In recent years, metallodrugs have emerged as captivating and promising compounds in the fields of cancer therapy and antimicrobial agents. While noble metals have shown remarkable biological activity, increasing interest lies in utilizing more abundant and cost-effective metals in medicinal chemistry. This is primarily due to their pivotal role in biological processes and their lower cost compared to precious metals. Among these, copper(II) complexes have emerged with promising applications in medicine. Notably, copper compounds bearing Schiff bases stand out as innovative metallodrugs. They exhibit intriguing cytotoxic properties against a wide range of cancer cell lines, while also demonstrating inhibitory effects on prevalent bacterial and fungal strains. Nevertheless, research into Cu(II) complexes with Schiff bases remains of paramount interest. One strategic avenue to bolster their biological activity involves the introduction of fluorine groups into the ligands. This approach has demonstrated a significant augmentation in efficacy and selectivity, particularly in targeting cancer cells and microbial pathogens, because fluorine incorporation can improve metabolic stability and cellular uptake. This further reinforces the therapeutic potential of these metallodrugs. Thanks to these promising outcomes, research into the development of Cu(II) complexes with fluorinated Schiff bases is advancing significantly.
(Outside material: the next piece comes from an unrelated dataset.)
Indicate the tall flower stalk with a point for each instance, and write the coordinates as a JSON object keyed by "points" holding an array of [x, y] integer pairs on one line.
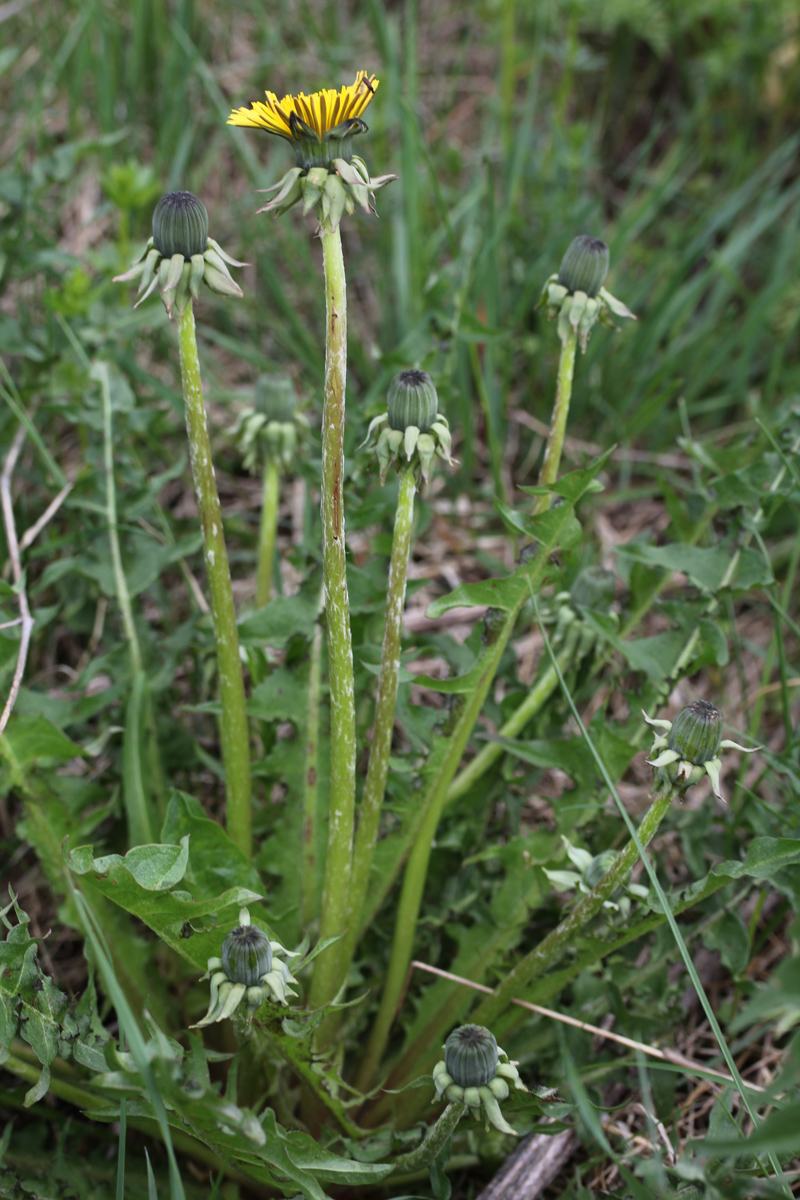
{"points": [[270, 433], [577, 297], [325, 982], [329, 179], [178, 259], [233, 715], [413, 432]]}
This holds immense potential for progressing the field of medicinal chemistry, with the aim of addressing unmet clinical needs in both cancer therapy and antimicrobial treatment. This review comprehensively explores the latest advancements in Cu(II) complexes bearing fluorinated Schiff bases, encompassing diverse coordination modes. It delves into their scope and applications in cytotoxic evaluations, as well as their efficacy as antimicrobial and antifungal agents.